Most Animal Crossing games start the same. You, a cherubic human, move into a quaint town full of talking animals. In some games, you’re simply a resident; in others, you’re the mayor. But in the latest release, Animal Crossing: New Horizons on the Nintendo Switch, things are different. You first arrive at an almost completely deserted island; there’s an airport, a small service tent, and two animals ready to start a new life alongside you. The goal is to turn an uninhabited piece of land into a thriving community.
According to New Horizons director Aya Kyogoku, the change was designed as a way to shake things up for the long-running franchise. She particularly wanted to shift the way players interact with the world. “When we thought about changing those relationships between the user and the animals, we thought, ‘Well, what if we take away the village?’ Putting the player on a deserted island is the solution we came up with,” she tells The Verge.
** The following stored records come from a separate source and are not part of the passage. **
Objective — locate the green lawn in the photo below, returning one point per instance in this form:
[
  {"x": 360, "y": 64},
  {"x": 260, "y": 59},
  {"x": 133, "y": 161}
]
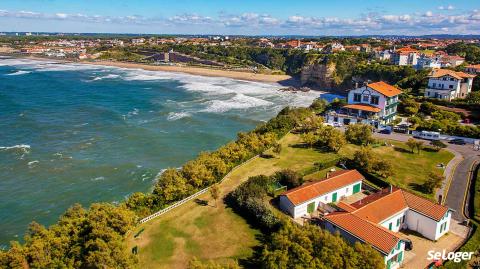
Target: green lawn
[
  {"x": 216, "y": 233},
  {"x": 412, "y": 168}
]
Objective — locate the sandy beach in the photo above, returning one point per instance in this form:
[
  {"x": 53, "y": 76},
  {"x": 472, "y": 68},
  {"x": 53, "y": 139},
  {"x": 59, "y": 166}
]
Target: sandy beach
[
  {"x": 200, "y": 71},
  {"x": 282, "y": 79}
]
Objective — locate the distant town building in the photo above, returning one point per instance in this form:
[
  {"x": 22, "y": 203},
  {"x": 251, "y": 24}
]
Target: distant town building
[
  {"x": 374, "y": 104},
  {"x": 405, "y": 56},
  {"x": 448, "y": 84},
  {"x": 473, "y": 69}
]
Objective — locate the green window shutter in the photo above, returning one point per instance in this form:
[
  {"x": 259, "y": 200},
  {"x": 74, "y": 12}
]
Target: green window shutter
[
  {"x": 311, "y": 207},
  {"x": 356, "y": 188}
]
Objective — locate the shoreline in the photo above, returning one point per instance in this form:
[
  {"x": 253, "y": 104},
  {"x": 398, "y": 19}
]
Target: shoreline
[
  {"x": 200, "y": 71},
  {"x": 284, "y": 80}
]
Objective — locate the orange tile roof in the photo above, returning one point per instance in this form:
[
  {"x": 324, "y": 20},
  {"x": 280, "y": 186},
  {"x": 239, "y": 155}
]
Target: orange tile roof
[
  {"x": 406, "y": 50},
  {"x": 383, "y": 204},
  {"x": 444, "y": 72},
  {"x": 368, "y": 232},
  {"x": 385, "y": 88},
  {"x": 363, "y": 107},
  {"x": 362, "y": 219},
  {"x": 312, "y": 190},
  {"x": 475, "y": 66}
]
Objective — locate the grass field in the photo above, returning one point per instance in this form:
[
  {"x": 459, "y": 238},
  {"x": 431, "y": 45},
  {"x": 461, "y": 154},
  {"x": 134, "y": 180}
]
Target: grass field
[{"x": 216, "y": 233}]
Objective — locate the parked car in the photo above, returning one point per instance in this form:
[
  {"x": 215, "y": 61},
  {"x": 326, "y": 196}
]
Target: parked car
[
  {"x": 457, "y": 141},
  {"x": 385, "y": 131},
  {"x": 408, "y": 244}
]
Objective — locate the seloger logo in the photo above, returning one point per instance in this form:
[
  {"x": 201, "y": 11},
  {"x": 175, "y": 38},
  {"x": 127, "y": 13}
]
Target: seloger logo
[{"x": 455, "y": 256}]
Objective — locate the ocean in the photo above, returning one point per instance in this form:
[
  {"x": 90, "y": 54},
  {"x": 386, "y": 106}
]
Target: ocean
[{"x": 75, "y": 133}]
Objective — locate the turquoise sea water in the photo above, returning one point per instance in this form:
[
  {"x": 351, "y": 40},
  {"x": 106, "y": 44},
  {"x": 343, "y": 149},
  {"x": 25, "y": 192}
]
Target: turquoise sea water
[{"x": 73, "y": 133}]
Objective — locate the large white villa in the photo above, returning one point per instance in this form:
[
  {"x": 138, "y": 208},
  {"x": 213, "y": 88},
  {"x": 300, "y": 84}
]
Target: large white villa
[
  {"x": 375, "y": 220},
  {"x": 448, "y": 84},
  {"x": 375, "y": 104}
]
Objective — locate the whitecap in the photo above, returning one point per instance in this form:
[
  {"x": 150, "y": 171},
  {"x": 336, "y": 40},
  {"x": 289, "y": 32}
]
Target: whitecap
[
  {"x": 21, "y": 147},
  {"x": 18, "y": 73},
  {"x": 97, "y": 178},
  {"x": 32, "y": 163},
  {"x": 172, "y": 116},
  {"x": 239, "y": 101},
  {"x": 109, "y": 76}
]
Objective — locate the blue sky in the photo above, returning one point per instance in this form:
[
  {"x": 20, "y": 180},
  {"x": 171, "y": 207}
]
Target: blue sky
[{"x": 306, "y": 17}]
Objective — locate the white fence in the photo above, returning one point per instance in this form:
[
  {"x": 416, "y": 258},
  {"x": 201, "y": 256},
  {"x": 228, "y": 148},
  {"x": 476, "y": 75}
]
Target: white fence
[{"x": 179, "y": 203}]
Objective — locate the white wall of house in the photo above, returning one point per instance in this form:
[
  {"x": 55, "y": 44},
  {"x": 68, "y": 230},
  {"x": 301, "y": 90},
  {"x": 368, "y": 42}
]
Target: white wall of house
[
  {"x": 422, "y": 224},
  {"x": 301, "y": 209},
  {"x": 400, "y": 248},
  {"x": 394, "y": 223},
  {"x": 352, "y": 239},
  {"x": 445, "y": 221}
]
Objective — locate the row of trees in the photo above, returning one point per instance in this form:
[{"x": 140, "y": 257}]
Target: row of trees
[
  {"x": 94, "y": 237},
  {"x": 288, "y": 245},
  {"x": 427, "y": 116},
  {"x": 81, "y": 238}
]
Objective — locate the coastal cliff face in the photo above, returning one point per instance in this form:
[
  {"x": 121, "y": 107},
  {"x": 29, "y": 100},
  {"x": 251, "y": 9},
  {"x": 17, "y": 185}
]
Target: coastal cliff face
[{"x": 320, "y": 75}]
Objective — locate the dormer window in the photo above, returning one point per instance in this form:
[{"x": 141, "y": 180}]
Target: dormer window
[{"x": 357, "y": 97}]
The latest game in the series is filled with these kinds of changes. The Animal Crossing fundamentals remain largely the same — you live a quaint life, selling bugs and fish to pay off your mortgage — but the details are different. And most of these changes, according to Kyogoku, were designed to both lure in new players and keep existing ones interested. It’s a tough balancing act.
One of the biggest shifts is a new goal system called Nook Miles. The idea is that virtually everything you do in the game, from pulling weeds to chatting with neighbors, can earn you points called miles that can be redeemed for in-game items. It’s a structure reminiscent of many mobile games — and that’s not by accident. Kyogoku says that the system was designed in part for fans whose first Animal Crossing game was the mobile spinoff. “We did realize that a lot of the fans who started playing Animal Crossing for the first time with Pocket Camp may have difficulties jumping into titles like New Horizons,” she explains. “Nook Miles is just a way to facilitate the discovery of ways to play.”
That said, she also believes the structure will help longtime players who are already set in their ways. It can add a new dynamic to familiar actions. “I’m always about paying back the loans, so I want to try to make as many bells as possible. So I tend to go for more expensive insects and ignore common butterflies,” she says as an example. With the Nook Miles system, there are rewards for catching specific numbers of insects, no matter the type. “All of a sudden, critters like common butterflies will have a different value added to them,” she says.
Similar thinking went into the new crafting system. Instead of simply buying tools or furniture, players now have the option of making their own. With the right recipe and materials, you can turn a few twigs into a fishing rod or combine wood and iron to make a kitchen table. Crafting has become a key component in a huge range of games, from Fallout to Minecraft, but Kyogoku says its inclusion in Animal Crossing is tied to the new theme, as players are forced to spend more of their time dealing with the natural world. “We thought the users would be able to have a new relationship with nature,” she explains.
New Horizons’ other major shift is an increased focus on customization. You’ve always been able to tailor Animal Crossing to your liking, but the degree of customization has grown substantially. Players can put furniture outside, wear all kinds of detailed, multipiece outfits, and even tweak the style and color of their in-game smartphone’s case. Fashion, in particular, was upgraded for a very specific reason: since New Horizons has an increased focus on co-op play, it makes sense that players would want to show off for their friends.
“It’s completely natural for people to want to dress up, or want to buy new clothing items for that opportunity,” says New Horizons producer Hisashi Nogami. “It’s something that’s true of real life as well.” Fashion is becoming something of a trademark for Nogami, who also worked on the hip-hop and skate culture-inspired Splatoon series. “I do love putting cool sneakers in my games,” he admits.
All together, these changes make for an Animal Crossing that feels both familiar and refreshing. The charm and freedom that longtime fans love are still there, but with a structure and level of detail that are new for the series. “We wanted to create an experience that both old fans and new fans could enjoy,” says Kyogoku.